Explain SMBC — the wiki for Saturday Morning Breakfast Cereal

2014-12-25

2014-12-25 View on smbc-comics.com → 1 revision
2014-12-25
Votey panel for 2014-12-25
This explanation is incomplete or may contain errors. It was generated by AI and has not yet been reviewed by a human editor.

Explanation

The Joke

A woman asks a man if he knows that one plus one equals two. He says yes. She then asks whether he knows this from observation or from pure logic, and he confidently says "obviously pure logic." She then challenges him: what if he held up one apple and another apple and somehow got a different number? He is initially confident, but then becomes increasingly panicked -- "OH MY GOD" -- realizing he has never actually verified the claim empirically. The two of them spiral into an existential crisis, screaming "AAH!" and concluding that "obviously our understanding of everything is a lie!" In the final panel, they decide they need to "punish Berkeley for creating this with effect" and ask for apples (presumably to test the hypothesis), while a small figure (possibly George Berkeley) looks on.

The Humor

The comic dramatizes a genuine tension in the philosophy of mathematics: do we know mathematical truths a priori (through pure reason) or a posteriori (through experience)?
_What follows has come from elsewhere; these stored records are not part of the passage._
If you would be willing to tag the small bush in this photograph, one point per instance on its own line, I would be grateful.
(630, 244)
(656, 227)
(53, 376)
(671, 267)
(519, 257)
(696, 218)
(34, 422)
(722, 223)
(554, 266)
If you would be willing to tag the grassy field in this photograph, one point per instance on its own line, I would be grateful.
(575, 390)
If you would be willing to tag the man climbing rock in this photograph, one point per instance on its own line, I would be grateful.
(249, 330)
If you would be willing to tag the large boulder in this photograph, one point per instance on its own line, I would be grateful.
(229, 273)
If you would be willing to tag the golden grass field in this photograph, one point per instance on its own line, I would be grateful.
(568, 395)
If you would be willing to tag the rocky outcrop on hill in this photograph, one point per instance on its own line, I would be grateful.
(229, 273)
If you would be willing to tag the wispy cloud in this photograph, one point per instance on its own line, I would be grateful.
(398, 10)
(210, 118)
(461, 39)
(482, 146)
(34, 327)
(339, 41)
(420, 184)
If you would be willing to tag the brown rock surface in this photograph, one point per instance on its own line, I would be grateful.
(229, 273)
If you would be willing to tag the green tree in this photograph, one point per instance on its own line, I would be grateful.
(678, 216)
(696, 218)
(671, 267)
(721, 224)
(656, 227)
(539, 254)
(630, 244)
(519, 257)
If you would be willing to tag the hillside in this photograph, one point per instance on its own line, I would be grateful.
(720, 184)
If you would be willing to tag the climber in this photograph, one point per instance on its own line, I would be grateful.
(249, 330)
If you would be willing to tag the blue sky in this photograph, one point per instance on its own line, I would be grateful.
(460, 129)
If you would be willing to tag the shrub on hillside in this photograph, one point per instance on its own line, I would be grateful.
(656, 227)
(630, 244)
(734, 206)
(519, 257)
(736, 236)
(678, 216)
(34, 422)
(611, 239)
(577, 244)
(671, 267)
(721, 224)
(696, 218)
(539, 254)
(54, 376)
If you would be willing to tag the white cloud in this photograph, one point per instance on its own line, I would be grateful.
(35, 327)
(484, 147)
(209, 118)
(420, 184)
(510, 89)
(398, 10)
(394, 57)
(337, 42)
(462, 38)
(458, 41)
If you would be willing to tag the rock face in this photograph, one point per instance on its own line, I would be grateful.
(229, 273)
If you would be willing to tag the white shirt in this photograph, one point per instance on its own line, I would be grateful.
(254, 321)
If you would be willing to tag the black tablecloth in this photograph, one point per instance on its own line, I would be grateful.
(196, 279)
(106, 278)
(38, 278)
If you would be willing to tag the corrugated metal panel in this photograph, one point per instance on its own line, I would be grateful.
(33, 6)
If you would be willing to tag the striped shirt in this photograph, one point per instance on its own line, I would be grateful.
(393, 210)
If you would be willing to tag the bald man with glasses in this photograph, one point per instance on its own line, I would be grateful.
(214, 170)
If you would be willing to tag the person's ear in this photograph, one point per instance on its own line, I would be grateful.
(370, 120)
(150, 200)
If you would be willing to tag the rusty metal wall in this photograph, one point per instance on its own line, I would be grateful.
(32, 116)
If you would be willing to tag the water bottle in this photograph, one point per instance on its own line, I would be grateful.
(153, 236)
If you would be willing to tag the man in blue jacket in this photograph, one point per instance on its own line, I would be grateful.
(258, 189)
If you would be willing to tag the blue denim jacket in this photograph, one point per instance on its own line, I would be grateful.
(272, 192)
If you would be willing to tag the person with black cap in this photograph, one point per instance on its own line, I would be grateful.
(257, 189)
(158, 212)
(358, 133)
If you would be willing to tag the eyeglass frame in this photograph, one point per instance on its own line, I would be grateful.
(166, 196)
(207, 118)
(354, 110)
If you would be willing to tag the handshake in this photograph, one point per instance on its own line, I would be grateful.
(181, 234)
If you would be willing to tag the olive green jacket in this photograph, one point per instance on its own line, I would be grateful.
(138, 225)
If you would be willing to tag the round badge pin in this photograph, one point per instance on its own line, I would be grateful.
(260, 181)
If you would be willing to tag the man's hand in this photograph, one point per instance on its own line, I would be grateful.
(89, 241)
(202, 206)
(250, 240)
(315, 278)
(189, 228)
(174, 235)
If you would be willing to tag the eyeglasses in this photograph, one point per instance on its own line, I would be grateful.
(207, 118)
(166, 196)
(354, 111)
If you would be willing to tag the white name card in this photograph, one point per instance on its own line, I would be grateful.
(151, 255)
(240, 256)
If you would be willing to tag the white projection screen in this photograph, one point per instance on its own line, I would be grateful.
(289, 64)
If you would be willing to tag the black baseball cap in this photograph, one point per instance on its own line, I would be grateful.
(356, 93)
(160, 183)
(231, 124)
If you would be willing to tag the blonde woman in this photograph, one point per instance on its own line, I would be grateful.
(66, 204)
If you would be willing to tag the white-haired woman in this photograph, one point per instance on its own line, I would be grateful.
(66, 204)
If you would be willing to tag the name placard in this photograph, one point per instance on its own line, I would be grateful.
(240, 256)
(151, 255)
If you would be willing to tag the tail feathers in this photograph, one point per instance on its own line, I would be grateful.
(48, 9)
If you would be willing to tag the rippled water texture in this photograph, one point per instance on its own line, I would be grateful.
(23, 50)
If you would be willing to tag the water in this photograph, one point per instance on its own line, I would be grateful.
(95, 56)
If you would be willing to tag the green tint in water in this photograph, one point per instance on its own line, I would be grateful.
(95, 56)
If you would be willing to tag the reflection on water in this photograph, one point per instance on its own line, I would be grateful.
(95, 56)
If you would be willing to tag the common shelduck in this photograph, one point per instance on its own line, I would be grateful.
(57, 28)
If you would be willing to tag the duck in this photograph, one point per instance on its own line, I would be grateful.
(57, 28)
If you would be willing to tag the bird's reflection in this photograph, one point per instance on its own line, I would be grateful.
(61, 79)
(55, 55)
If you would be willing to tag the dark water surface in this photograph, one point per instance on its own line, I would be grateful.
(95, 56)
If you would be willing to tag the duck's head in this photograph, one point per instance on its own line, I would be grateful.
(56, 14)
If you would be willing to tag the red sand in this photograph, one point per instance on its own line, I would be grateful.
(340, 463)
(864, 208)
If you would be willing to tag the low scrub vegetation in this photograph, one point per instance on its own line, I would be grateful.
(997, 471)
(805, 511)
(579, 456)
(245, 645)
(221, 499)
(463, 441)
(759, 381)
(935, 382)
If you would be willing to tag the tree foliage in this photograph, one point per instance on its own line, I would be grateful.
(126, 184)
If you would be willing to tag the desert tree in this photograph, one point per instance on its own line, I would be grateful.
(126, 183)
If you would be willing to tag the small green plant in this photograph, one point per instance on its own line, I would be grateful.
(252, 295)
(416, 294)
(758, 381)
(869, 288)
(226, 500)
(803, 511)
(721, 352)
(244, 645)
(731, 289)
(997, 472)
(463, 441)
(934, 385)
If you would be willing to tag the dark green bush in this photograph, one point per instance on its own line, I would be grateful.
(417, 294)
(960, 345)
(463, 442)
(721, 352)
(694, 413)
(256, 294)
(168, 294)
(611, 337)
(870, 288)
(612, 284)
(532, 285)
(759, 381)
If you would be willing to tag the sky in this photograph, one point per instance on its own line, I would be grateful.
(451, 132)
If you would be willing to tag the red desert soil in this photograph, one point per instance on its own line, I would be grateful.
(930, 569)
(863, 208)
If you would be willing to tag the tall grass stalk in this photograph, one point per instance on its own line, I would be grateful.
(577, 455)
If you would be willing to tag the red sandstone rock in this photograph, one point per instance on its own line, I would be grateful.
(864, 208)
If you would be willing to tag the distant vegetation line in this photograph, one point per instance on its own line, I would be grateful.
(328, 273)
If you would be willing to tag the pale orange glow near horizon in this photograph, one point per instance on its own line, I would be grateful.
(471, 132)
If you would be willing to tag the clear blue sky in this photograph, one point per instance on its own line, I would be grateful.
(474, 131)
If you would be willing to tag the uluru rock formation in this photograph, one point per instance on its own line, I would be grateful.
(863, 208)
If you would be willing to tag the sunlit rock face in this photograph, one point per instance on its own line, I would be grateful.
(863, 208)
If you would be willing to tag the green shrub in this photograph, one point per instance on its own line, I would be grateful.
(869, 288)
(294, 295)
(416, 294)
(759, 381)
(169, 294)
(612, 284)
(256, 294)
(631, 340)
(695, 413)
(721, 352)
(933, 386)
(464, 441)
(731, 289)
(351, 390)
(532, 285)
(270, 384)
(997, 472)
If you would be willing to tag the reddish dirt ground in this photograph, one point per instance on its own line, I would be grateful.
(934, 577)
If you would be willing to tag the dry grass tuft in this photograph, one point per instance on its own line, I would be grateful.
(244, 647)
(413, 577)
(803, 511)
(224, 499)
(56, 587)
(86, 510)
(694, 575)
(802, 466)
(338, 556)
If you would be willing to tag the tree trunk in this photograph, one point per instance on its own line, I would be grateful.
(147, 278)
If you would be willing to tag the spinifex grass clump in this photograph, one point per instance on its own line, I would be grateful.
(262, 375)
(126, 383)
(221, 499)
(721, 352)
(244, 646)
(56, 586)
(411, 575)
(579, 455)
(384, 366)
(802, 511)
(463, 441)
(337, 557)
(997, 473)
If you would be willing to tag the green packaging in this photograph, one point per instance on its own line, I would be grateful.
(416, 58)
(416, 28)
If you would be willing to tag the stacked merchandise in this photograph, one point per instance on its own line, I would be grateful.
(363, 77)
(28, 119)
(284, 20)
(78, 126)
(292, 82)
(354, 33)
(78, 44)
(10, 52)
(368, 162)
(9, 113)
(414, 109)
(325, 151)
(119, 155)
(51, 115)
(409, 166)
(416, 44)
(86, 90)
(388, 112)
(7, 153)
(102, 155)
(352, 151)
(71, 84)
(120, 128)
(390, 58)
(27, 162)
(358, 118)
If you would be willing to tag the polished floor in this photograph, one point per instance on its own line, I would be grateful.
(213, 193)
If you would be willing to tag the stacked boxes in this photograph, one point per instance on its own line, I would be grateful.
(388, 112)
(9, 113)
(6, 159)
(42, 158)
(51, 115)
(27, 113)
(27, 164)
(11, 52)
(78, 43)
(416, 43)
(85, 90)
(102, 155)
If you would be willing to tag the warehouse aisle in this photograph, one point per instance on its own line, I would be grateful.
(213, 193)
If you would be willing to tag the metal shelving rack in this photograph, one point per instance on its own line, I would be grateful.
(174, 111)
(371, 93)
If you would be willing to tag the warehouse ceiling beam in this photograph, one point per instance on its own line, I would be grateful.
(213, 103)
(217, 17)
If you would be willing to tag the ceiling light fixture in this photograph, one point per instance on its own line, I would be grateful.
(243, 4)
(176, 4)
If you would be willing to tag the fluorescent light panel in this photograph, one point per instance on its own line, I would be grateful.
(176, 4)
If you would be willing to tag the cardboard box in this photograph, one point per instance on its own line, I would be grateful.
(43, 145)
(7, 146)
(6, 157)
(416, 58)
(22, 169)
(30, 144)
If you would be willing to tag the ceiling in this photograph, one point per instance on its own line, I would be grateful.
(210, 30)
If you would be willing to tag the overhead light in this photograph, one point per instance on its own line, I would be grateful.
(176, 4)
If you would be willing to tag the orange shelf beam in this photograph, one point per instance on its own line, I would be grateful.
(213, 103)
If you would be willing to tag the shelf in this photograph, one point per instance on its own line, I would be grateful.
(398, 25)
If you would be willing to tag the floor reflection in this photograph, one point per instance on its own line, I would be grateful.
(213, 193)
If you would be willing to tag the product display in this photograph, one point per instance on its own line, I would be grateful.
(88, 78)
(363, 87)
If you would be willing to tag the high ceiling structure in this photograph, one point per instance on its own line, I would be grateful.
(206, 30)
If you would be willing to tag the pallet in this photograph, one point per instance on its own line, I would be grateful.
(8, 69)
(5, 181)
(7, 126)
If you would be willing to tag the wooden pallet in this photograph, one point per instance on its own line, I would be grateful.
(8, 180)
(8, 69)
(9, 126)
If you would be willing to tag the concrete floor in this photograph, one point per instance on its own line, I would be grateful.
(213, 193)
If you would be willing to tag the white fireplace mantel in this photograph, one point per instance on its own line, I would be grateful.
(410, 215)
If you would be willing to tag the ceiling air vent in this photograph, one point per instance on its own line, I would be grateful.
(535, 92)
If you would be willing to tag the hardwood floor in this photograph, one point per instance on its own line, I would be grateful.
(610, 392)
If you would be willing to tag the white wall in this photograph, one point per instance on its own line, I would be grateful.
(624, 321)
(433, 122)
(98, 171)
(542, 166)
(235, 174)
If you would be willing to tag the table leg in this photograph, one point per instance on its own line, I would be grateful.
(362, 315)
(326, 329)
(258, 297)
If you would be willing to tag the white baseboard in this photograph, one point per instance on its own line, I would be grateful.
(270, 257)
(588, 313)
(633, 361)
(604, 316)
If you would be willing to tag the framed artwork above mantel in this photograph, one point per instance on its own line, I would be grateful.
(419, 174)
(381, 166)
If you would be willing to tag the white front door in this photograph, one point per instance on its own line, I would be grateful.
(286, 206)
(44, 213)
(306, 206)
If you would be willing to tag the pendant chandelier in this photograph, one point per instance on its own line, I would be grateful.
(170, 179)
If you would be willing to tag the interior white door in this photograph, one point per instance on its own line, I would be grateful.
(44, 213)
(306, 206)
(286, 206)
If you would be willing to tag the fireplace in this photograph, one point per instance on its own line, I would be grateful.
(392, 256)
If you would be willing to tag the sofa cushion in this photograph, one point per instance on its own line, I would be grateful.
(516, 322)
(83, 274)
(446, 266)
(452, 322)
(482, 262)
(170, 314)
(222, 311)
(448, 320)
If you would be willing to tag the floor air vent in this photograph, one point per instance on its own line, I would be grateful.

The man confidently claims pure logic, but when challenged with a simple empirical scenario -- what if combining apples gave an unexpected result? -- he panics completely instead of calmly reasoning through it. The humor lies in the characters treating an introductory philosophy-of-math question as a world-shattering revelation and having a full emotional breakdown over it. The reference to punishing Berkeley adds a layer, since George Berkeley was a philosopher who questioned the foundations of empirical knowledge.

References

  • George Berkeley (1685-1753): An Irish philosopher known for his idealism -- the view that material objects exist only as perceptions in the mind. His skepticism about the foundations of knowledge is precisely the kind of thinking that drives the characters to panic.
  • A priori vs. a posteriori knowledge: The central philosophical distinction in the comic. A priori knowledge is known through reason alone; a posteriori knowledge requires sensory experience. Whether mathematical truths are a priori is a major topic in epistemology.